To conclude, the noble Baroness, Lady McIntosh of Pickering, cited British Future’s excellent report, Barriers to Britishness, which notes that, at a time when society can feel fragmented and atomised, when there are new challenges to a unified citizenship in the form of, for example, divisive identity politics, or in the context of many institutions that once bonded us all as citizens together having a less powerful hold and, to be honest, a trust deficit, then surely the common bonds of secure citizenship are more important than ever. In preference to this, this clause’s message—that citizenship is a privilege and that many possess it only under sufferance, depending on what a particular Home Secretary of the day, of whatever party, considers acceptable or unacceptable behaviour—is very damaging.
Let us take the opportunity of this Bill to reset the narrative. I will support a later amendment proactively promoting a positive citizenship agenda, but this amendment is a good start to this endeavour. I am also sympathetic to Amendment 32 and anything radical that secures the rights of British citizens, whoever they are, whoever their parents are and wherever they are from, and not the power to the Home Secretary.

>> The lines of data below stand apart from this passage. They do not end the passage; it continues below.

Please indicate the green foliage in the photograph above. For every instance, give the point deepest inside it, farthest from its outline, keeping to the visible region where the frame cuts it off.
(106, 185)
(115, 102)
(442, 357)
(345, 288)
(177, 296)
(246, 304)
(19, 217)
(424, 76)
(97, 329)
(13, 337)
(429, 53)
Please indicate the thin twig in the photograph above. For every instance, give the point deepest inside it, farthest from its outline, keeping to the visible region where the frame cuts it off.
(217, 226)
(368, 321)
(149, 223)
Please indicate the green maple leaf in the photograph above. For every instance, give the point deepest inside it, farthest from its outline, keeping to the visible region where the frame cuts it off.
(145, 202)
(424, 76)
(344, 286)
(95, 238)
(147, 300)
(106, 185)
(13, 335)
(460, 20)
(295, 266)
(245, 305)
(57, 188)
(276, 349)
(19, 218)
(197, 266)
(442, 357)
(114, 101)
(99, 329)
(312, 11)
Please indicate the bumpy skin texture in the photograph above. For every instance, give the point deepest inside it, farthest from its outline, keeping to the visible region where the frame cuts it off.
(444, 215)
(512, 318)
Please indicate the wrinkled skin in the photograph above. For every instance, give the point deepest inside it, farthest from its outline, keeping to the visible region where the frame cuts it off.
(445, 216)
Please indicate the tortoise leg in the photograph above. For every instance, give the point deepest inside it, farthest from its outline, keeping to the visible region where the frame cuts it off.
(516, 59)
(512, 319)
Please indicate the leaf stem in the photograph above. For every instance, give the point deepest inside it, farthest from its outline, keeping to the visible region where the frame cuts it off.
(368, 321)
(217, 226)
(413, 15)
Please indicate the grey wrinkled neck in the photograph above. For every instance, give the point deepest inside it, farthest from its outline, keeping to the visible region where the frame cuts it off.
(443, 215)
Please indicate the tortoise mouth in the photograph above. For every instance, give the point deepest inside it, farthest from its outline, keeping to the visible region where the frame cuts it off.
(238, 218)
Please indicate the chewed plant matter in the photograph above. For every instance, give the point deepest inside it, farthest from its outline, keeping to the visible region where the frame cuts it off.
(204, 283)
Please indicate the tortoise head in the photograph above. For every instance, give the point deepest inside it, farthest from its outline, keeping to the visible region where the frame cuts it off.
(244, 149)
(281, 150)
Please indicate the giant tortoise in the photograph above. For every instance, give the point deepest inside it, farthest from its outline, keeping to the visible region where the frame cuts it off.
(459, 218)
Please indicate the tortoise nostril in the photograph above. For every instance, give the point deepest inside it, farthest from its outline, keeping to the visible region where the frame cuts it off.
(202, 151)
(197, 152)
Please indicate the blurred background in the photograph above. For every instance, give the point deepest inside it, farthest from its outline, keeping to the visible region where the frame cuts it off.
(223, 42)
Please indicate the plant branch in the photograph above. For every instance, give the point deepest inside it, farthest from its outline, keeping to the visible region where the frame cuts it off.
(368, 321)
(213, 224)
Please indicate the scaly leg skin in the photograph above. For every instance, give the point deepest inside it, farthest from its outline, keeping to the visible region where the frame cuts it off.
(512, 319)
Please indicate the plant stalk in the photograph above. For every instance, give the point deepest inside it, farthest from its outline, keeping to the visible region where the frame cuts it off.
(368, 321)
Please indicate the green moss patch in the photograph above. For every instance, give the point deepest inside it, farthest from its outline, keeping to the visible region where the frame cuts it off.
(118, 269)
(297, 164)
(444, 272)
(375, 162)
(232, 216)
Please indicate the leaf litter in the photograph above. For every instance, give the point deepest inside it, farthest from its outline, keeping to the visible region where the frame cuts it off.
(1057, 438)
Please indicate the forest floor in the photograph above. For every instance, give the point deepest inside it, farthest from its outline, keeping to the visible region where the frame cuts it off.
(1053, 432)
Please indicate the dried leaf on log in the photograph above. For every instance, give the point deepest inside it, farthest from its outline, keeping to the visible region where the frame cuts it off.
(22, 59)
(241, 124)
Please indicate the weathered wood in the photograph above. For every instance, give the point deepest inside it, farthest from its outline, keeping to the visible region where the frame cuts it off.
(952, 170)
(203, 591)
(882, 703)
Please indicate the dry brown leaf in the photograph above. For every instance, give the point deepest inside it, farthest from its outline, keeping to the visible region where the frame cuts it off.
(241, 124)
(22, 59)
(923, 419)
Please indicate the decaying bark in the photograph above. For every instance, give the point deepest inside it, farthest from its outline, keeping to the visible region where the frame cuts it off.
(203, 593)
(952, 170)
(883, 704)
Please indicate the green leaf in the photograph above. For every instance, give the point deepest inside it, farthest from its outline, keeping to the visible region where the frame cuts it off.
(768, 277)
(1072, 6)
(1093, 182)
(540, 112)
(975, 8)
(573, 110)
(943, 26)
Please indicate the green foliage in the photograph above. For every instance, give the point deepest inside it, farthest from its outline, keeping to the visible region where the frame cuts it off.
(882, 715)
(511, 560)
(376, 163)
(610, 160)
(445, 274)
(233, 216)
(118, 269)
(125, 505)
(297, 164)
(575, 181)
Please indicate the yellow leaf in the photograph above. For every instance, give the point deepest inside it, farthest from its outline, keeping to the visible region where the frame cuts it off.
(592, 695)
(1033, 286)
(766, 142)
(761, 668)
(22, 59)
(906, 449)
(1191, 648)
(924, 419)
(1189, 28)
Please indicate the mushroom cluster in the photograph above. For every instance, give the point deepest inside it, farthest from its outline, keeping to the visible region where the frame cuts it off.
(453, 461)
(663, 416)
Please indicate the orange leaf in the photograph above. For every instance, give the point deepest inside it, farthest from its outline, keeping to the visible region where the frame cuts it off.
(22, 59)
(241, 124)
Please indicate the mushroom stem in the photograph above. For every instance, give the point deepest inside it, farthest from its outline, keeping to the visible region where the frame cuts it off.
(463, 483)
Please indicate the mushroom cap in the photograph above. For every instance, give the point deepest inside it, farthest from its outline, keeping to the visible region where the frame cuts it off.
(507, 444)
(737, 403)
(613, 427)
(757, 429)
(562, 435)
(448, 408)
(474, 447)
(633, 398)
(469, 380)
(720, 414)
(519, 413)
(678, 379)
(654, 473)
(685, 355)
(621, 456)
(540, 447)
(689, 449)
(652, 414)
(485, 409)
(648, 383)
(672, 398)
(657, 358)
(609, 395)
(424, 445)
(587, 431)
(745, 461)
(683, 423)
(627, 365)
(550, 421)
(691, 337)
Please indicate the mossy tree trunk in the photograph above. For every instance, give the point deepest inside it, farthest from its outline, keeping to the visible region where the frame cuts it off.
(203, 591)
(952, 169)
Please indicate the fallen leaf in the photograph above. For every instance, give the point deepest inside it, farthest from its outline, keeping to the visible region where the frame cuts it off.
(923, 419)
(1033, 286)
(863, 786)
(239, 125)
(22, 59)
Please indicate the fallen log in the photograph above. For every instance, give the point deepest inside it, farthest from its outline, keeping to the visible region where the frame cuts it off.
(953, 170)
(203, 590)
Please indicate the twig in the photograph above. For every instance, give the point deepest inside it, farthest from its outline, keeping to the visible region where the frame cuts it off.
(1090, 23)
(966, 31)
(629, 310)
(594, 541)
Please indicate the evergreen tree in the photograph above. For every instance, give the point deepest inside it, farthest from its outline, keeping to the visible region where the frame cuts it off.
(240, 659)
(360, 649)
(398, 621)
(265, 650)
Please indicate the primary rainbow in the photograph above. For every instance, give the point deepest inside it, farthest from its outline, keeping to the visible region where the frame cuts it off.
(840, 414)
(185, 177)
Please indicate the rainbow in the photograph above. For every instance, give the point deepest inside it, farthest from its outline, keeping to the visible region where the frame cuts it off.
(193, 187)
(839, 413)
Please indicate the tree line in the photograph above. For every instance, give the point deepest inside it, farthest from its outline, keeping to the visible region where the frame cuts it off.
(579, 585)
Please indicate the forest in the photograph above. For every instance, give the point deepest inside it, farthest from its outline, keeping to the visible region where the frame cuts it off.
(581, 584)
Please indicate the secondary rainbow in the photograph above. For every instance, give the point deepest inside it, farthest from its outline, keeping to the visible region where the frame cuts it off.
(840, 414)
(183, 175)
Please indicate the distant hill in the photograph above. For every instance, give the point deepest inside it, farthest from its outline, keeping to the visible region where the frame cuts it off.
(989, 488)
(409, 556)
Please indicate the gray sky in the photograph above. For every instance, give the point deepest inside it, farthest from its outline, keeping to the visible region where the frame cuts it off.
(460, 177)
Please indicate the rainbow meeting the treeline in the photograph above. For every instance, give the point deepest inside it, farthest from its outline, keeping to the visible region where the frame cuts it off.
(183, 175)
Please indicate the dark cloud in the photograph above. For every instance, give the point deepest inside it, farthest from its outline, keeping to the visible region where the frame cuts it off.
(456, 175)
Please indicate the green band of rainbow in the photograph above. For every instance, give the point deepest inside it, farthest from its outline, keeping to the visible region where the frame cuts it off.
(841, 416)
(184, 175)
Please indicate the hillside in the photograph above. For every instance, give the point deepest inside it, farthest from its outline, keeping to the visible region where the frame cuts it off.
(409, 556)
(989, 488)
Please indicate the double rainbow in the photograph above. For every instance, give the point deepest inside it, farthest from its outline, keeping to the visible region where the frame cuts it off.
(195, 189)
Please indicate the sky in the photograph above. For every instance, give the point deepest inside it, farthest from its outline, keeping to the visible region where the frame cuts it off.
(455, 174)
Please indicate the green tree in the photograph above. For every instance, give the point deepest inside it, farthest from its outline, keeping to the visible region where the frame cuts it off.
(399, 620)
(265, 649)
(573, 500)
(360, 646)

My Lords, I am grateful to those noble Lords who have already spoken. It is heartening to hear voices from across the Committee raising concerns about the proposed powers in Clause 9. My contribution will be very short.
I can well imagine variants on our current conversation happening time and again, ever since the British Nationality Act 1981, which has already been referred to by the noble Lord, Lord Moylan, brought in deprivation of citizenship. Indeed, a look through Hansard would confirm that.
Since 1981, these deprivation powers have been amended and extended, including in 2003, 2006, 2014 and 2018. Each time, the rationale provided by the Government is the same: that these are relatively minor tweaks made for pragmatic reasons, with the security of the nation in mind, and that these powers will be used only in extreme circumstances, with great caution and restraint on the part of the Government. Yet it seems that these powers are never quite enough. The argument that they would be used in only the most extreme cases seems somewhat at odds with the 104 cases reported in 2017, as referred to by the noble Lord, Lord Anderson. At some point, it must surely become necessary for us to say that the Secretary of State has more than sufficient powers, given the gravity of what it means to be stripping citizenship away from people. Instead, it seems we are being asked to allow for the goalposts to be moved yet again—for the third time in less than a decade.